The X99 platform is replacing X79 and will be around for just as long as its predecessor. While Haswell-E launches later this year, there won’t be a Broadwell successor in 2015. Nope, that will be skipped in favour of Skylake-E launching in 2016, which means that Haswell-E chips will have to last a two years on the market before they get replaced. Skylake will be the first chip family to use DDR4 memory on cheaper motherboards and processors like the quad-core Core i7 and i5 chips, as well as scaling down to Core i3, Pentium and Celeron markets. Those two years will allow AMD a chance to catch up to gain at least DDR4 compatibility and a new chipset and socket in the meantime.
Haswell-E, according to a leak by Coolaler.com, says that the chip will launch with three processors – the Core i7-5960X, the i7-5930K and the i7-5820K. The Core i7-5960X is completely mad, boasting a native eight-core design along with hyper-threading on all cores, giving you another eight virtual cores. There’s 20MB of cache, base clocks of 3.0GHz with an unknown boost clock, support for DDR4-2133 at a minimum and a maximum of 40 PCI-Express 3.0 lanes.
Both the Core i7-5930K and the i7-5820K have six core with hyper-threading, 15MB of cache and very close base clock speeds. All three chips share the same 140W TDP and all have unlocked multipliers and configurable BLCK ratios. But its the PCI-Express assignment that changes drastically. On the Core i7-5960X and i7-5930K one can support up to three graphics cards running at 16x/16x/8x PCI-Express 3.0 speeds (40 lanes in total), whereas the core i7-5820K would be able to do similar, but one GPU would not have enough bandwidth to perform at the same level as the others, thanks to the 16x/8x/4x configuration.

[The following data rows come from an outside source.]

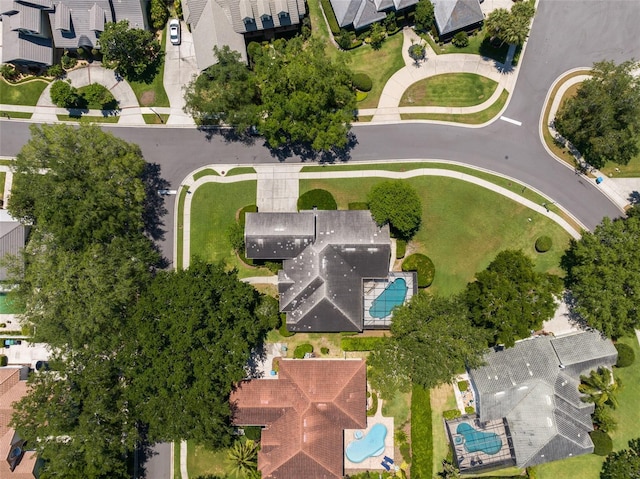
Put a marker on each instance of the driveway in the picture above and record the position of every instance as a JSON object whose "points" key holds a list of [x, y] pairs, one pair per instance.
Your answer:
{"points": [[179, 69]]}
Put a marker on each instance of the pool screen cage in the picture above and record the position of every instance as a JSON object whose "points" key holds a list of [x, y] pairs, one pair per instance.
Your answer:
{"points": [[478, 461], [373, 288]]}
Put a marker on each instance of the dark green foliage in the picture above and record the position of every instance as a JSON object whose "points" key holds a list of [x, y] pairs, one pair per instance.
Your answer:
{"points": [[301, 350], [603, 273], [423, 266], [421, 433], [396, 203], [510, 299], [543, 244], [432, 340], [624, 464], [362, 81], [158, 13], [359, 205], [602, 443], [626, 355], [366, 343], [320, 199], [134, 53], [603, 120], [451, 414]]}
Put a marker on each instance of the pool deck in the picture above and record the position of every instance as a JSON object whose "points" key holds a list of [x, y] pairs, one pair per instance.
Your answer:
{"points": [[371, 463]]}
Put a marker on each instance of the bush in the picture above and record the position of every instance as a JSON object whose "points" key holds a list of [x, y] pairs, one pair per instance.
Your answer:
{"points": [[321, 199], [423, 266], [543, 244], [602, 444], [460, 39], [626, 355], [368, 343], [301, 350], [362, 82], [451, 414]]}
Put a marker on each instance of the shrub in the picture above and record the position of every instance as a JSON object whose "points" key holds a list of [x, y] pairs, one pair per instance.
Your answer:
{"points": [[451, 414], [321, 199], [460, 39], [543, 244], [301, 350], [423, 266], [368, 343], [602, 444], [362, 81], [626, 355]]}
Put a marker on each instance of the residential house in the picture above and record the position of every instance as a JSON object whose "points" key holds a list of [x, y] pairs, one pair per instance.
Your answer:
{"points": [[304, 413], [35, 30], [237, 22], [529, 409], [16, 461], [336, 264]]}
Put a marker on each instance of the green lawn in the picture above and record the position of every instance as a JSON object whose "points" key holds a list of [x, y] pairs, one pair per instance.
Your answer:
{"points": [[151, 92], [469, 118], [463, 226], [450, 89], [26, 93]]}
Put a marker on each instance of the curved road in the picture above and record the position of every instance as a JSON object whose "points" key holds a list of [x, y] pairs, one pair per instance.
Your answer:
{"points": [[565, 34]]}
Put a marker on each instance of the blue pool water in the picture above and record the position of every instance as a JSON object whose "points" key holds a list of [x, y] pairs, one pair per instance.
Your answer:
{"points": [[370, 445], [392, 296], [474, 441]]}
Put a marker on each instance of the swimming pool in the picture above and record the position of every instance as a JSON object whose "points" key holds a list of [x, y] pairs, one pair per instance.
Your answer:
{"points": [[478, 441], [392, 296], [370, 445]]}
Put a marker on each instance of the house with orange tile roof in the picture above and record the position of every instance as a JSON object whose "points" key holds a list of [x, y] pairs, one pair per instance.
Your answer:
{"points": [[304, 413]]}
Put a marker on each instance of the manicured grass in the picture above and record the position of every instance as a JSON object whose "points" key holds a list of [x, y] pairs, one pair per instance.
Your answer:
{"points": [[26, 93], [15, 114], [469, 119], [449, 89], [463, 226], [154, 88]]}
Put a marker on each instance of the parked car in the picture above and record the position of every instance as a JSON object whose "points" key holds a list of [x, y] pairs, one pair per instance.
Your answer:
{"points": [[174, 31]]}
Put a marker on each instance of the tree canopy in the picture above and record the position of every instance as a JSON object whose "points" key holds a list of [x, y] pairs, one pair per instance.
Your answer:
{"points": [[432, 340], [134, 53], [510, 299], [398, 204], [603, 274], [603, 120]]}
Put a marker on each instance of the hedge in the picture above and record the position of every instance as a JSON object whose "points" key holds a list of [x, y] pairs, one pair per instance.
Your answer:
{"points": [[626, 355], [421, 434], [362, 81], [320, 199], [543, 244], [423, 266], [301, 350], [602, 444], [361, 344]]}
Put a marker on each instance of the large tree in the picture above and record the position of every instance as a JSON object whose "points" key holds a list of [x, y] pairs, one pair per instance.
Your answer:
{"points": [[396, 203], [603, 273], [432, 340], [603, 120], [510, 299], [134, 53]]}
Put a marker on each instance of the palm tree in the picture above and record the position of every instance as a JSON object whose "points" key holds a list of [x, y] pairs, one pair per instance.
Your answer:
{"points": [[600, 388], [243, 458]]}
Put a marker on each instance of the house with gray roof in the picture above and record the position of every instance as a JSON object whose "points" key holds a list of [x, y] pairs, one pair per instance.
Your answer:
{"points": [[34, 29], [237, 22], [328, 257], [528, 404]]}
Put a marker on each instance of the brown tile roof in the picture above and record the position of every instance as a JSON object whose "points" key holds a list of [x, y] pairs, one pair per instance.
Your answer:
{"points": [[305, 412]]}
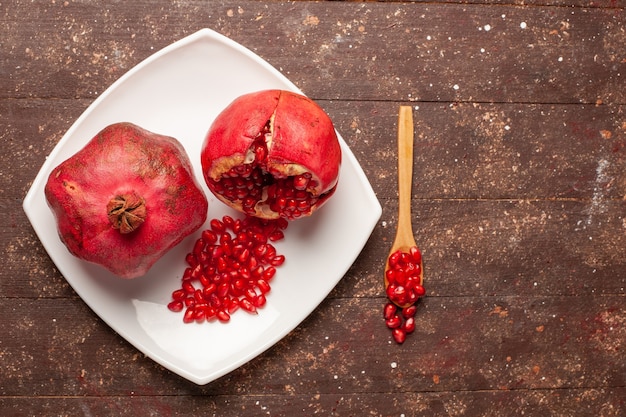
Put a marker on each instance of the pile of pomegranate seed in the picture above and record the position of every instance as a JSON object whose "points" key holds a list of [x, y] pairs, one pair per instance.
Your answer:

Its worth noting that the PCI-E layout on the Core i7-5820K is an artificial limitation and Intel decided to gimp its capabilities to make the i7-5930K a more enticing buy.
Its drastically different to the current situation on the Z87 and Z97 platforms – there are 16 PCI-Express 3.0 lanes available for GPUs without the use of a PEX PLX bridging chip.It’s possible to run three graphics cards with the lanes set to 8x/4x/4x speeds, allowing for triple-SLI or Crossfire. There’s finally a real incentive to not choose the Z87 or Z97 platforms, but you’d almost certainly have to double your spend to afford the i7-5930K and a motherboard with three PCI-E 3.0 slots spaced evenly.
X99 and Haswell-E, then, isn’t going to appeal to everyone and almost certainly it won’t be able suitable for most workloads. But at least the option will be here soon and the sooner X79 leaves the market, the better.